The LOC is a regression line whose slope is computed by the ratio between respective variations of the predictor variable and the response variable. The intercept of the line is computed such that the line passes through the familiar arithmetic mean (first L-moment) (\(\lambda_1\)) each for the two variables. Relative variation is readily computed by the ratio of standard deviations or for more robust and less biased estimation by the ratio of the L-variations (second L-moment) (\(\lambda_2\)) of the two variables.
The \(\lambda_2\) is generically based on the so-called Gini mean difference statistic (GMD) (\(\mathcal{G}\)) by \(\lambda_2 = \mathcal{G}/2\) (gini.mean.diff). Incidentally for the normal distribution, the well-known standard deviation is the product \(\lambda_2\sqrt{\pi}\) (see also lmomnor). Mathematically, GMD is defined as the linear combination
$$\mathcal{G} = \frac{2}{n(n-1)}\sum_{i=1}^n (2i - n - 1) x_{i:n}\mbox{,}$$
where \(x_{i:n}\) are the sample ascending order statistics.
Returning to the need to estimate the LOC slope, algebra shows the slope is the ratio of the \(\mathcal{G}\) values as
$$m = \mathrm{sign[} \rho \mathrm{]}\cdot\frac{\sum_{i=1}^n (2i - n - 1) X_{i:n}}{\sum_{i=1}^n (2i - n - 1) Y_{i:n}}\mbox{,}$$
where \(X_{i:n}\) is an ordered (ascending) vector of random variable \(X\), \(Y_{i:n}\) is an ordered (ascending) vector of random variable \(Y\), and the slope sign can be computed by a correlation coefficient sign (Pearson R, Kendall Tau [computationally slowest], Spearman Rho would all work [implemented for the function, \(\rho\)]). For applications, it is critical that the correlation coefficient is computed using the original correlated-ordering of \(X\) and \(Y\) and not after individual vector sorting that is needed for the GMD (L-moments). A developer, therefore, must be cognizant of the placement in code when the two variables are sorted to the order statistics for \(\mathcal{G}\) computations.

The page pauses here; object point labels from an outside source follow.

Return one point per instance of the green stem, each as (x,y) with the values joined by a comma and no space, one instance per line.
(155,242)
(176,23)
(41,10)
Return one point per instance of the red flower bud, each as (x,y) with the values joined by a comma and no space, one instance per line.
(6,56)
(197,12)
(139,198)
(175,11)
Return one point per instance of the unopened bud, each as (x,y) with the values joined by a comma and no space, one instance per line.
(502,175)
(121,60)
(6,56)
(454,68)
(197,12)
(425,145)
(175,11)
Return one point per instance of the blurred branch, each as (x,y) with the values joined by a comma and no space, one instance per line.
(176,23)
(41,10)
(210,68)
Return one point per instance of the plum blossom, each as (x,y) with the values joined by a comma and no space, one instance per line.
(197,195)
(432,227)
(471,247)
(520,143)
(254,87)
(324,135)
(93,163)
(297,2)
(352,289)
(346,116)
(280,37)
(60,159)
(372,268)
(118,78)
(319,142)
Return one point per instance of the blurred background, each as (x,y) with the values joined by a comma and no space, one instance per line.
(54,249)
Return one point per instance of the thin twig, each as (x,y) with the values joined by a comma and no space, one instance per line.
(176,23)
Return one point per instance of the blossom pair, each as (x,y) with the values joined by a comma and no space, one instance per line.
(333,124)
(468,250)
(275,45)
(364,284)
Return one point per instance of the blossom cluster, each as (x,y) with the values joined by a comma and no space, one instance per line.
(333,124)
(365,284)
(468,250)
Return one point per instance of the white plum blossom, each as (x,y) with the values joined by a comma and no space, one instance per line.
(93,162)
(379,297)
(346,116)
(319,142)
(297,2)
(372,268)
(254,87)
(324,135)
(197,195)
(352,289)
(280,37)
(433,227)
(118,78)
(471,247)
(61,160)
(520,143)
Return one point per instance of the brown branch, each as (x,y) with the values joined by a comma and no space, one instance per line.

The LOC intercept is given by algebra by
$$b = \frac{1}{n}\biggl(\sum_{i=1}^n X_{i:n} - m \cdot \sum_{i=1}^n Y_{i:n}\biggr)\mbox{.}$$
Helsel and others (2020, p. 281) enumerate some advantages to the use of the LOC: (1) it minimizes errors in both x and y directions, (2) it provides a single line regardless of which variable (x or y) is used as the response variable, and (3) its cumulative distribution function of the predictions, including the variance and probabilities, is correct (meaning not compressed as in OLS). The LOC is particularly useful for modeling the intrinsic functional relation between two variables, both of which are measured with error and (or) when neither variable is considered an independent variable appropriate to predict the other.